I shook my head. “Not really. Something I should think about, really.”
He stood. “Yes, it is. When you’re done thinking about it, you might want to come back and talk to me again. And if you’re feeling truly ambitious, you might want to come by on Sunday morning. I hear there’s something worth hearing around these parts if you do.”
I grinned, and then I stood and shook his hand. His grip was still strong, I noticed, and his fingers curled around to the inside of my wrist. “I just might do that,” I said. “If I can get my hands on a car, I just might.”
“The Lord will provide,” Reverend Trotter said as he guided me to the door, “and if he doesn’t, you might want to look in the classifieds. Good day, Jacob Logan. It’s good to have you back.”

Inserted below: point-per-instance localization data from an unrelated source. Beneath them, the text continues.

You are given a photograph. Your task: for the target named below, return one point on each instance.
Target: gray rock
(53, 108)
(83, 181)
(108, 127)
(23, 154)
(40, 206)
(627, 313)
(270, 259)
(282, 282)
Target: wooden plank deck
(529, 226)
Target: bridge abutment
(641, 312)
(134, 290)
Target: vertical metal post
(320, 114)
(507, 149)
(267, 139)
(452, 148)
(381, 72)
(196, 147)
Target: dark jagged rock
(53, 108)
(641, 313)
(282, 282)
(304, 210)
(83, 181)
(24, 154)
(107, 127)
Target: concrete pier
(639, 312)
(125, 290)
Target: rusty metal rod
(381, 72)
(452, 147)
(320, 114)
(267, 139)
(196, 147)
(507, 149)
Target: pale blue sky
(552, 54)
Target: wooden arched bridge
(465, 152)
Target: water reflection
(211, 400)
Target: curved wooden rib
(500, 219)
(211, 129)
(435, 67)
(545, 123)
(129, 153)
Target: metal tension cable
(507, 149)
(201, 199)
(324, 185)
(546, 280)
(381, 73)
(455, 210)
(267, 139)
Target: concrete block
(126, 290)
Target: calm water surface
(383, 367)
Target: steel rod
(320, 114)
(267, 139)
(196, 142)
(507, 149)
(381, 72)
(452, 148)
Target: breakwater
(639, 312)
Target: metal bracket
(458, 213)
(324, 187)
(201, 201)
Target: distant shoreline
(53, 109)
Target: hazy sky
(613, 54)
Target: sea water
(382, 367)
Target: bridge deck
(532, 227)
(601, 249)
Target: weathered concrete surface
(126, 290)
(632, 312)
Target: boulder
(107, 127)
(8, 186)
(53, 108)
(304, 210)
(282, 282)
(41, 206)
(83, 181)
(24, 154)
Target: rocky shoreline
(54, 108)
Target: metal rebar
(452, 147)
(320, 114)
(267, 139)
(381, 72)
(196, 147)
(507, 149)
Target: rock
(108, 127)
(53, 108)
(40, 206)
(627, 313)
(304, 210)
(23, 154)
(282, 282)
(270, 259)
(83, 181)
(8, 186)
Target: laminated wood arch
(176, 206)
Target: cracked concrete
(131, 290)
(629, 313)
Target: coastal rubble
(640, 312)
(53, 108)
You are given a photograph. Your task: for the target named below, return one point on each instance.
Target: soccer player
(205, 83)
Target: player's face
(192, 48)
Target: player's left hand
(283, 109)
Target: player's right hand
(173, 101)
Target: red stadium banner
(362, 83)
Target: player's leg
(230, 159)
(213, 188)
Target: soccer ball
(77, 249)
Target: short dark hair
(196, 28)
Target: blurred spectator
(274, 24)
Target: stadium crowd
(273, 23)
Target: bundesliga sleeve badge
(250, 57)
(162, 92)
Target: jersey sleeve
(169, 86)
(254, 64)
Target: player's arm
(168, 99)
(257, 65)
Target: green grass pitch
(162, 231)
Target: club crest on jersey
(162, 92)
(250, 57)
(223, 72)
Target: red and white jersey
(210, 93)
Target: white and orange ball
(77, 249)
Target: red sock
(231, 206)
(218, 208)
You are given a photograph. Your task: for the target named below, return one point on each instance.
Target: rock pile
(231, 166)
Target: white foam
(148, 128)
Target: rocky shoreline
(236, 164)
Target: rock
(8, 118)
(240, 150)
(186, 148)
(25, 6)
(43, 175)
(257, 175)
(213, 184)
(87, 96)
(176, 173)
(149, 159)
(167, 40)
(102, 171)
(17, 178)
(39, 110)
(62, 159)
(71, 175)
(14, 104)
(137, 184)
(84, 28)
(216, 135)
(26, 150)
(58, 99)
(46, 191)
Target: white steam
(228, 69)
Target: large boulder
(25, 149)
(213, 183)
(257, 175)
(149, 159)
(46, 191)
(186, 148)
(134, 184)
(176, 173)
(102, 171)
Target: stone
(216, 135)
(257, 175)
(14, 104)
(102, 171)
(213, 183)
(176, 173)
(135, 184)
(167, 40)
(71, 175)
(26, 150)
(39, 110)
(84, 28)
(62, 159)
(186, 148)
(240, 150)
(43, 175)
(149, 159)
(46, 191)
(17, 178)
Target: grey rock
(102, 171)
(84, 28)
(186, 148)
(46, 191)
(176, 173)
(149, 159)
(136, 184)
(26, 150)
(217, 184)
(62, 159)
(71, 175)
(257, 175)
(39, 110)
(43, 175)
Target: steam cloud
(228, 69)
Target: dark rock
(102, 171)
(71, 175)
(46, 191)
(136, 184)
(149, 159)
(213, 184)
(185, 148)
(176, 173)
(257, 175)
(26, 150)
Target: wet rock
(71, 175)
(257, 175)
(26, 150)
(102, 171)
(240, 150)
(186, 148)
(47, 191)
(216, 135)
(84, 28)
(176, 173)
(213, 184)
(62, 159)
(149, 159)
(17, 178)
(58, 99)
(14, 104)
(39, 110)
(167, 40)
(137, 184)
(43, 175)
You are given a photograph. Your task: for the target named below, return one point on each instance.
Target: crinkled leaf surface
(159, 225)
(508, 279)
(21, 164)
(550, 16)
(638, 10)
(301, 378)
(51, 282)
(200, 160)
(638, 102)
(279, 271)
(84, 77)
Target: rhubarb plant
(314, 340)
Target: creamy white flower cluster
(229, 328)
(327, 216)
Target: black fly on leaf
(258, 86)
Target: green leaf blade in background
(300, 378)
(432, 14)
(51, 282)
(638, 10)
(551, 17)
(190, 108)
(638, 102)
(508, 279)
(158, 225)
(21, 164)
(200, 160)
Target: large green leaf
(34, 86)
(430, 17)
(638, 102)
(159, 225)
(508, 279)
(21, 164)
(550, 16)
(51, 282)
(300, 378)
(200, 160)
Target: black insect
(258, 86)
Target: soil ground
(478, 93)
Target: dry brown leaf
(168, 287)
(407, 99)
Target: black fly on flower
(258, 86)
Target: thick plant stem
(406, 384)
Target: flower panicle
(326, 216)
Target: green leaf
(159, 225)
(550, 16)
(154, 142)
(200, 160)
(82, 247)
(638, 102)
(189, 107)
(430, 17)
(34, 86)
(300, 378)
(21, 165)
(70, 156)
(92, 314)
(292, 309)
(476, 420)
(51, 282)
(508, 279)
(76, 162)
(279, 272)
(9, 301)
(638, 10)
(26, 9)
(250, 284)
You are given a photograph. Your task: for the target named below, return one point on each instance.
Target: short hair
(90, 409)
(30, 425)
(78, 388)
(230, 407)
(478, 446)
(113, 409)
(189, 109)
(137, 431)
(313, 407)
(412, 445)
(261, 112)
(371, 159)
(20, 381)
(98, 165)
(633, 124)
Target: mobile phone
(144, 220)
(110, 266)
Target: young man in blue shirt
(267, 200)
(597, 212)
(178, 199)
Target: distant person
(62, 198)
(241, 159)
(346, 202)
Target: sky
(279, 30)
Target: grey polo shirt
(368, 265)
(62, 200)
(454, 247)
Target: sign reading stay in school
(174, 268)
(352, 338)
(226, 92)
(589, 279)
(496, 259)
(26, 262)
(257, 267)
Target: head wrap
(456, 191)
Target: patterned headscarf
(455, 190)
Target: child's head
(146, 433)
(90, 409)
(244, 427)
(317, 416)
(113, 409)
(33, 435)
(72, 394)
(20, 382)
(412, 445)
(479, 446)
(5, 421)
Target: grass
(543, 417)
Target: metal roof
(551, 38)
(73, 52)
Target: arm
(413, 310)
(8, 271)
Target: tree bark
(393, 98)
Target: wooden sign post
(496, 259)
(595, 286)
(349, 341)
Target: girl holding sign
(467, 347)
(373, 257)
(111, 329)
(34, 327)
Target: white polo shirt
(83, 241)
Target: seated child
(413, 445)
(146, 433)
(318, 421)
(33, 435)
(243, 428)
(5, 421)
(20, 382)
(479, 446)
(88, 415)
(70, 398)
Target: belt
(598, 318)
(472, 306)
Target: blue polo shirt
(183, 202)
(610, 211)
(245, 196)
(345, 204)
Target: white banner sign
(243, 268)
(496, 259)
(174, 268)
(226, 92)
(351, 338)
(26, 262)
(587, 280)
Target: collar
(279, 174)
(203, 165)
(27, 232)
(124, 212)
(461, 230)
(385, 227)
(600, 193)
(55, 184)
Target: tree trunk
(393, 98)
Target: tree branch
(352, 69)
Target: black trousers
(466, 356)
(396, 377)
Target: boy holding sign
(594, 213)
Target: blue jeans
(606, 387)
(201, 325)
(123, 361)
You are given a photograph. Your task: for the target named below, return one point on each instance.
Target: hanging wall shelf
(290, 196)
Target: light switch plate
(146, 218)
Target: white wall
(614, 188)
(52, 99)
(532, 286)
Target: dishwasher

With that, the door shut behind me in a way that said my business here was done. Faintly through the door I could hear Doctor Trotter humming. So help me, it sounded like a Johnny Cash song. “Folsom Prison Blues,” if I wasn’t mistaken. Not the sort of song you’d expect a preacher to know and love. To each his own, I guessed, and took a sip of water from the long-cherished fountain. It was warm and tasted faintly of copper, just like it always had.